Inspector General Michael Horowitz’s 53-page report, which was published by ABC News Tuesday as the result of a Freedom of Information Act request, detailed the efforts of senior officials to target states with Democratic governors ahead of the 2020 elections. That could potentially violate the Hatch Act, which forbids federal employees from engaging in certain political activities in their official capacities.

In August 2020, the Department of Justice published a press release announcing that it had requested information about government-run nursing homes in Michigan, Pennsylvania, New Jersey, and New York, “despite having been provided data indicating that the nursing homes with the most significant quality of care issues were in other states,” according to the report.

While no one complained about the press release at the time, more recently, current and former officials described it as “unusual and inappropriate.”

As the election approached, the DOJ’s Civil Rights Division pressured individuals in the department’s Civil Division to send a letter to New York officials seeking data on Covid-19 related deaths in private nursing homes.

The report said that individuals in the Civil Division were “led to believe” that the order to make information about this letter public had come straight from then–Attorney General Bill Barr.

In October 2020, a senior official with the DOJ’s Public Affairs Department texted colleagues that they wanted to leak information about the letter, as well as other information about an investigation into state-run nursing homes in New Jersey.

“I’m trying to get [them] to do letters to [New Jersey and New York] respectively on nursing homes.

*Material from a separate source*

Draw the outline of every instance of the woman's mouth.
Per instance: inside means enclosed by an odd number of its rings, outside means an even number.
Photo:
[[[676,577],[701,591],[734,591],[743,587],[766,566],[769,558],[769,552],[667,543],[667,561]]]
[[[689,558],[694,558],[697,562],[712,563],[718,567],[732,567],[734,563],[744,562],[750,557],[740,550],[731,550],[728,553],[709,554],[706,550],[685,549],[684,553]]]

Would like to package them together and let [a certain tabloid] break it. Will be our last play on them before election but it’s a big one,” the official wrote, according to the report.

Then, a week before the election, information about the letter was provided to a New York–area tabloid and published, accusing New York authorities of undercounting deaths in nursing homes—which, to be clear, they actually had done, according to the report.

On October 27, 2020, the New York Post published an exclusive article titled “DOJ seeks more NY nursing home data after finding COVID death undercount.”

“The then upcoming 2020 election may have been a factor in the timing and manner of those actions and announcing them to the public,” Horowitz wrote in the report. He concluded that the three officials had violated the DOJ’s media contacts policy, and referred his findings to the U.S. Office of Special Counsel.